Bom e fiel amigo! Não, não me arrependo das vinte apólices que lhe deixei. E
foi assim que cheguei à cláusula dos meus dias; foi assim que me encaminhei
para o undiscovered country de Hamlet, sem as ânsias nem as dúvidas do
moço príncipe, mas pausado e trôpego, como quem se retira tarde do espetáculo.
Tarde e aborrecido. Viram-me ir umas nove ou dez pessoas, entre elas três
senhoras, minha irmã Sabina, casada com o Cotrim, a filha, um lírio-do-vale,
e... Tenham paciência!, daqui a pouco lhes direi quem era a terceira senhora.
Contentem-se de saber que essa anônima, ainda que não parenta, padeceu mais do
que as parentas. É verdade, padeceu mais. Não digo que se carpisse, não digo
que se deixasse rolar pelo chão, epiléptica. Nem o meu óbito era coisa altamente
dramática... Um solteirão que expira aos sessenta e quatro anos, não parece que
reúna em si todos os elementos de uma tragédia. E dado que sim, o que menos convinha
a essa anônima era aparentá-lo. De pé, à cabeceira da cama, com os olhos
estúpidos, a boca entreaberta, a triste senhora mal podia crer na minha
extinção. - Morto!, morto!, dizia
consigo.
E a imaginação
dela, como as cegonhas que um ilustre viajante viu desferirem o vôo desde o
Ilisso às ribas africanas, sem embargo das ruínas e dos tempos, a imaginação dessa senhora também voou por
sobre os destroços presentes até às ribas de uma África juvenil... Deixá-la ir;
lá iremos mais tarde; lá iremos quando eu me restituir aos primeiros anos.

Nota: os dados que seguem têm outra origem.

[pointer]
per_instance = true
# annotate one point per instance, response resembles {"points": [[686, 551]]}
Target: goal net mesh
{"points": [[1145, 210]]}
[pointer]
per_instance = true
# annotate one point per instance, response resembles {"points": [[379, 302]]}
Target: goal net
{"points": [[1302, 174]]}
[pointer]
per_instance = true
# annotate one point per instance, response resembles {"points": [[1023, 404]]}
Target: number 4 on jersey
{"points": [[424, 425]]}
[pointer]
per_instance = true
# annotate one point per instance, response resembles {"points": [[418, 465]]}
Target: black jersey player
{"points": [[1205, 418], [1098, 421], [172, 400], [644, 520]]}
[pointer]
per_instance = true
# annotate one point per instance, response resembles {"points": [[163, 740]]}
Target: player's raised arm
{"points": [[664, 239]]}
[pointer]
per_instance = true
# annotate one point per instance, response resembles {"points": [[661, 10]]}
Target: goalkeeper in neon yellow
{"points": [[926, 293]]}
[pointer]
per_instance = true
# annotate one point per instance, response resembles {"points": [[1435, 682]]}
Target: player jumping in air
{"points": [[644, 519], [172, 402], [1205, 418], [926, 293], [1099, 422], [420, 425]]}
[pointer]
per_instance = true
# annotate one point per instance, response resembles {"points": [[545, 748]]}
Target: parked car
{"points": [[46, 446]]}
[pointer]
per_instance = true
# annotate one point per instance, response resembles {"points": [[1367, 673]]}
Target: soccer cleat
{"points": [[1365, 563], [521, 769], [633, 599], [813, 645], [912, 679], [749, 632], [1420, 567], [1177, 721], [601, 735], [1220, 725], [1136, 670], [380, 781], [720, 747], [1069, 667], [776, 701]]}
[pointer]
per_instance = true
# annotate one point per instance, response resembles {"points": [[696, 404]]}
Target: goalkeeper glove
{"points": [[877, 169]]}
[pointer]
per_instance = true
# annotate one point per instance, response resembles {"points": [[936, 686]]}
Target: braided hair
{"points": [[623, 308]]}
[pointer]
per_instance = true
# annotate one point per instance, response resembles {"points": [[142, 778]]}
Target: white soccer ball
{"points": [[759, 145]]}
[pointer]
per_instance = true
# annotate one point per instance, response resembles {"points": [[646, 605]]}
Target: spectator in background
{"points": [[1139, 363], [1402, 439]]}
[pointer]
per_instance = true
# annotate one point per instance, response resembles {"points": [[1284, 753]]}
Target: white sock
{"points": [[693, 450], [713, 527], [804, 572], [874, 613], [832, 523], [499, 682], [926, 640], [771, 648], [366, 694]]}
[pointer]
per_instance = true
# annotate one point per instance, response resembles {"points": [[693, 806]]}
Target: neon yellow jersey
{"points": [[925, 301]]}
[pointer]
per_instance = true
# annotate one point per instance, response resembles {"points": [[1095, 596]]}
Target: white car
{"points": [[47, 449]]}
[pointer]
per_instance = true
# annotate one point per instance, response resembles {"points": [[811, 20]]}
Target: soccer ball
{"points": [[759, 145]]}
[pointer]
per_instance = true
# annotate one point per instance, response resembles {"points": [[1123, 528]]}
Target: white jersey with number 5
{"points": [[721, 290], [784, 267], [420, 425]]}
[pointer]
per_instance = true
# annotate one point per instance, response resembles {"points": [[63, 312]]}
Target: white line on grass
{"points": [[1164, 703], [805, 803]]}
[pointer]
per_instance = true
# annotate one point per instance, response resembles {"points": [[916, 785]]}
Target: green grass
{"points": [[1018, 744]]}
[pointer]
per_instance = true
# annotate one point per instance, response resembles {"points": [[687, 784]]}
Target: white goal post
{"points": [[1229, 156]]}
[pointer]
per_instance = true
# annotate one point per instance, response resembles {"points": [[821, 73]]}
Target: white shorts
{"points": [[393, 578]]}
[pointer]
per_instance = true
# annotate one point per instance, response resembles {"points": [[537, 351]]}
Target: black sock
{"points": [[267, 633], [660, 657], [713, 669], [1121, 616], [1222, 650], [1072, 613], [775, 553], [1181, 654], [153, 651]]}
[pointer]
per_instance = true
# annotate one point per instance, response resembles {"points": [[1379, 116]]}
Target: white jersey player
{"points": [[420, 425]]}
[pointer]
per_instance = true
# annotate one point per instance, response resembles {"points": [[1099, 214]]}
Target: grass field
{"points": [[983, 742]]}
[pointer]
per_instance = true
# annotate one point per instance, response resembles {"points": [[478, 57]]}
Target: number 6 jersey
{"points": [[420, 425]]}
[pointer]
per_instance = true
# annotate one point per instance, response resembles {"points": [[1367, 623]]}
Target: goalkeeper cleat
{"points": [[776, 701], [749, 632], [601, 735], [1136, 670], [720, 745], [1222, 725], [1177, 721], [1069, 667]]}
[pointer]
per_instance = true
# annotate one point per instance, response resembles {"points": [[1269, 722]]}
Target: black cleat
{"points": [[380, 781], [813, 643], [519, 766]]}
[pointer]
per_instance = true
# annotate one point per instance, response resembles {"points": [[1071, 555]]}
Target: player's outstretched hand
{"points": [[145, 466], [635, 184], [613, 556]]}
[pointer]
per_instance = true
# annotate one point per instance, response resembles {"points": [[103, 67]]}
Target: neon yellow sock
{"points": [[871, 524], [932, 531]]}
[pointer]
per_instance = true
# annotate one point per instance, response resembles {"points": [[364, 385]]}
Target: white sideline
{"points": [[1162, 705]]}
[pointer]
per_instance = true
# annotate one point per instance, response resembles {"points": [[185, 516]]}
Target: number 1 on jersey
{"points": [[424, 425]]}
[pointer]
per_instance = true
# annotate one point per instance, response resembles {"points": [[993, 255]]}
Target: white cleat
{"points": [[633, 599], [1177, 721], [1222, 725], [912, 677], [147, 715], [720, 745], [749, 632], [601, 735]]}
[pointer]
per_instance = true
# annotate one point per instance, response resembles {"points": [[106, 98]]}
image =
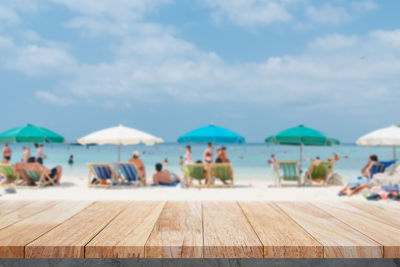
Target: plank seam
{"points": [[252, 227], [50, 206], [305, 230], [383, 247], [53, 228], [112, 219], [147, 240]]}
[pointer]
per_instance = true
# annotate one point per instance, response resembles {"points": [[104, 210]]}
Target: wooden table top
{"points": [[190, 229]]}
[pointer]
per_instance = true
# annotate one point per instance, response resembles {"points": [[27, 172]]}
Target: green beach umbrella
{"points": [[30, 134], [301, 136]]}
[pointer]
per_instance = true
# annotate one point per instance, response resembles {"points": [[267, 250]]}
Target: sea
{"points": [[250, 160]]}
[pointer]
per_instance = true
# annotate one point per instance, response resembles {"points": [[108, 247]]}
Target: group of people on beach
{"points": [[163, 176], [29, 162]]}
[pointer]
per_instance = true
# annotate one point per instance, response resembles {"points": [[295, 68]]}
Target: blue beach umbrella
{"points": [[212, 134]]}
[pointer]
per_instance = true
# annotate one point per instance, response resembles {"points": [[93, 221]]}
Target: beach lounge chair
{"points": [[197, 171], [38, 175], [102, 175], [320, 172], [223, 172], [289, 171], [9, 173], [379, 167], [129, 173]]}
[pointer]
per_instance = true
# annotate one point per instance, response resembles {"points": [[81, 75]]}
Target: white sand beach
{"points": [[75, 188]]}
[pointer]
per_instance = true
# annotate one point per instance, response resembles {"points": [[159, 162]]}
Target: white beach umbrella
{"points": [[119, 135], [389, 136]]}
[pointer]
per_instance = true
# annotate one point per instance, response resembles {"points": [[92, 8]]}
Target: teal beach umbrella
{"points": [[30, 134], [212, 134], [302, 136]]}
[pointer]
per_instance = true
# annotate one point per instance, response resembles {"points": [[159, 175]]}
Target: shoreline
{"points": [[75, 188]]}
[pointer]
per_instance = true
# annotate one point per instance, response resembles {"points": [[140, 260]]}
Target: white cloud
{"points": [[53, 99], [334, 42], [327, 13], [299, 13], [250, 12], [8, 15], [39, 60]]}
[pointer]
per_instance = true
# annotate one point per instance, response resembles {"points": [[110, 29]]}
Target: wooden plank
{"points": [[379, 230], [339, 239], [14, 238], [24, 212], [383, 213], [279, 234], [126, 235], [227, 232], [7, 206], [69, 239], [178, 232]]}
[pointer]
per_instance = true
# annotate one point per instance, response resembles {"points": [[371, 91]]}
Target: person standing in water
{"points": [[188, 155], [71, 160], [208, 154], [6, 153], [40, 154]]}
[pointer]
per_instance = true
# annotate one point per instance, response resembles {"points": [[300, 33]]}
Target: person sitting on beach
{"points": [[361, 182], [54, 174], [6, 153], [164, 176], [139, 165], [26, 154], [165, 162], [207, 155], [219, 156], [314, 164]]}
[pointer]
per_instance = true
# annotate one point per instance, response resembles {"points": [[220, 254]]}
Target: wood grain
{"points": [[376, 228], [127, 234], [279, 234], [69, 239], [178, 232], [383, 213], [24, 212], [339, 239], [7, 206], [227, 232], [15, 237]]}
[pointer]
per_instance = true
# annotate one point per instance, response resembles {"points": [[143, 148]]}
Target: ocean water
{"points": [[250, 161]]}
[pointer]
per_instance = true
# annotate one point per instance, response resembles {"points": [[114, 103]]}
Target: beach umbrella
{"points": [[119, 135], [389, 136], [30, 134], [301, 136], [211, 134]]}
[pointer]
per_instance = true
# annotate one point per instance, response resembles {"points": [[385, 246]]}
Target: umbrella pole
{"points": [[119, 153], [301, 161]]}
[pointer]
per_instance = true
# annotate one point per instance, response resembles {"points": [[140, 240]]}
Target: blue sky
{"points": [[168, 66]]}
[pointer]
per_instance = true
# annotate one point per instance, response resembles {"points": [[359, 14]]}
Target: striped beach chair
{"points": [[9, 173], [223, 172], [289, 171], [320, 172], [379, 167], [196, 171], [38, 175], [101, 175], [129, 173]]}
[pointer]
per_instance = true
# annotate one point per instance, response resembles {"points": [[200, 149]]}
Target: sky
{"points": [[169, 66]]}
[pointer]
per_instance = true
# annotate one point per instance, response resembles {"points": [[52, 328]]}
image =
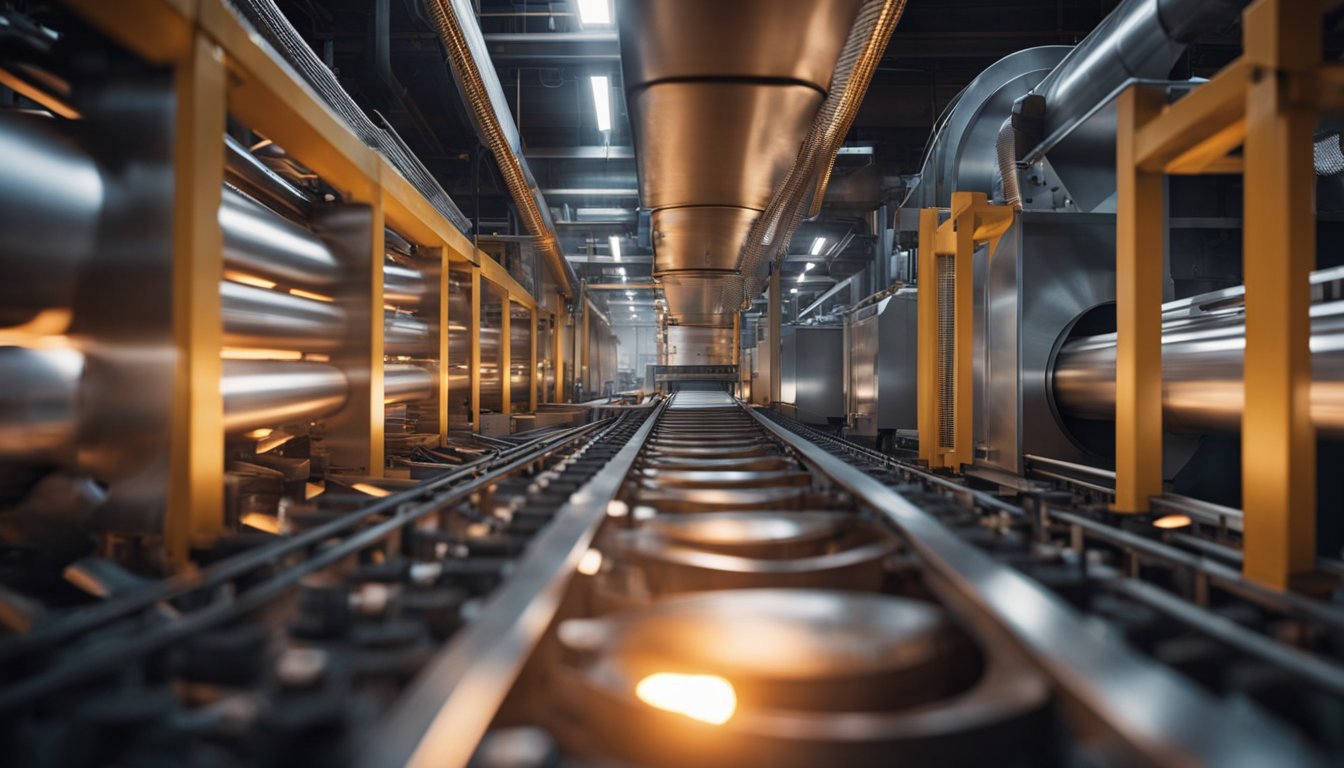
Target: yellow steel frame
{"points": [[972, 221], [222, 67], [1268, 102]]}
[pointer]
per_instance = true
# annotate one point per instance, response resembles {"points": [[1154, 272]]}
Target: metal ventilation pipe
{"points": [[457, 28]]}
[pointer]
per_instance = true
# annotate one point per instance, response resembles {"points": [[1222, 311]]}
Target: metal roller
{"points": [[1202, 373], [270, 319], [405, 335], [264, 244], [51, 195], [406, 384], [403, 287], [268, 393]]}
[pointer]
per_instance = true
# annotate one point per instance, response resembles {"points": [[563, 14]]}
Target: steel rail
{"points": [[449, 708], [1149, 710], [86, 619]]}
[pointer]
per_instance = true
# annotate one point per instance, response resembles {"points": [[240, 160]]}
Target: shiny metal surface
{"points": [[406, 384], [1048, 269], [1202, 373], [450, 705], [785, 39], [270, 393], [880, 344], [813, 373], [691, 346], [403, 287], [406, 335], [717, 143], [38, 394], [261, 242], [273, 320], [700, 238], [721, 97], [1151, 710], [51, 197]]}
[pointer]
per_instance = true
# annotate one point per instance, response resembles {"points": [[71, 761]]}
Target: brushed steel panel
{"points": [[699, 238], [718, 143], [788, 39]]}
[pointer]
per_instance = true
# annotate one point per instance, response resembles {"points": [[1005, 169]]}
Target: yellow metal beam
{"points": [[1278, 441], [196, 440], [1198, 131], [1140, 226], [926, 365], [475, 330]]}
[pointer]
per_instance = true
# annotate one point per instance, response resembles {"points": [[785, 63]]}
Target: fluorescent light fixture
{"points": [[602, 101], [594, 12]]}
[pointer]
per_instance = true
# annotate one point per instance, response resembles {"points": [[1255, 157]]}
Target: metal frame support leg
{"points": [[1140, 238], [1278, 441]]}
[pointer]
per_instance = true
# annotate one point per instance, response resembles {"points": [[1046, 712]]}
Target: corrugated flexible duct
{"points": [[516, 178], [773, 230]]}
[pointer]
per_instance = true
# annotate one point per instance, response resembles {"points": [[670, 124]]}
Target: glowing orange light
{"points": [[590, 562], [1172, 522], [707, 698], [247, 279]]}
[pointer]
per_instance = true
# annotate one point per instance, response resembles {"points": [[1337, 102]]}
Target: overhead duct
{"points": [[721, 97], [469, 59], [811, 171]]}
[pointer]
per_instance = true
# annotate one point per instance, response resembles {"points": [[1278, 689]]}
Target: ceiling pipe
{"points": [[469, 59], [811, 171]]}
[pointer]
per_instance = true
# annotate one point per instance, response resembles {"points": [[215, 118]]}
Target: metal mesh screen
{"points": [[281, 35], [946, 269]]}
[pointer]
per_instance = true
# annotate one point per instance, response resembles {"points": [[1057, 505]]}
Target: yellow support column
{"points": [[195, 513], [506, 354], [1278, 443], [534, 377], [475, 330], [558, 340], [445, 365], [1140, 225]]}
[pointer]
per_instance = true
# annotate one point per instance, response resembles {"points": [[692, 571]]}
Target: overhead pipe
{"points": [[469, 59], [811, 170]]}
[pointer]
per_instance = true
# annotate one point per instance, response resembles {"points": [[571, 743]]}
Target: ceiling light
{"points": [[602, 101], [594, 12]]}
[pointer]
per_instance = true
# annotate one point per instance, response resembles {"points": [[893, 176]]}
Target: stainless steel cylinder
{"points": [[406, 384], [51, 197], [1202, 373], [269, 319], [260, 242], [269, 393], [38, 396], [405, 335], [403, 287]]}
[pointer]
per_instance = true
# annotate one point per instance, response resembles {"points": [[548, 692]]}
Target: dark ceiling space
{"points": [[544, 59]]}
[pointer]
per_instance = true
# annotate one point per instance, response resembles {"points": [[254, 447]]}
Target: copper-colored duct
{"points": [[492, 132], [854, 71]]}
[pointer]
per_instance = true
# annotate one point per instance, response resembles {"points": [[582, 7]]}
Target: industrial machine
{"points": [[299, 463]]}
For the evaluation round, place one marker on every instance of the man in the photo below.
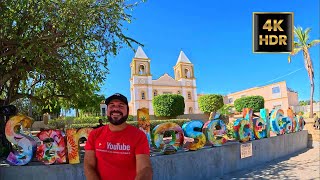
(117, 150)
(100, 124)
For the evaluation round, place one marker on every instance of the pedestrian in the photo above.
(117, 150)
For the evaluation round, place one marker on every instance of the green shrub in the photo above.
(230, 130)
(210, 103)
(153, 123)
(57, 123)
(168, 105)
(254, 102)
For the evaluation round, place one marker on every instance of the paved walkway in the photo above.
(302, 165)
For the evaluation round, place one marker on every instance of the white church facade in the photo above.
(143, 88)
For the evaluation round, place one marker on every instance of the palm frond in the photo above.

Agora, quero morrer tranquilamente, metodicamente, ouvindo os soluços das
damas, as falas baixas dos homens, a chuva que tamborila nas folhas de tinhorão
da chácara, e o som estrídulo de uma navalha que um amolador está afiando lá
fora, à porta de um correeiro. Juro-lhes que essa orquestra da morte foi muito
menos triste do que podia parecer. De certo ponto em diante chegou a ser
deliciosa. A vida estrebuchava-me no peito, com uns ímpetos de vaga marinha,
esvaía-se-me a consciência, eu descia à imobilidade física e moral, e o corpo
fazia-se-me planta, e pedra, e lodo, e coisa nenhuma. Morri de uma pneumonia;
mas se lhe disser que foi menos a pneumonia, do que uma idéia grandiosa e útil,
a causa da minha morte, é possível que o leitor me não creia, e todavia é
verdade. Vou expor-lhe sumariamente o caso. Julgue-o por si mesmo». In Machado
de Assis, Memórias Póstumas de Brás Cubas, 1881, Completa, volume I, RJ,
Brasil, Editora Nova Aguilar, 1994/1997, ISBN 85-2100-078-2.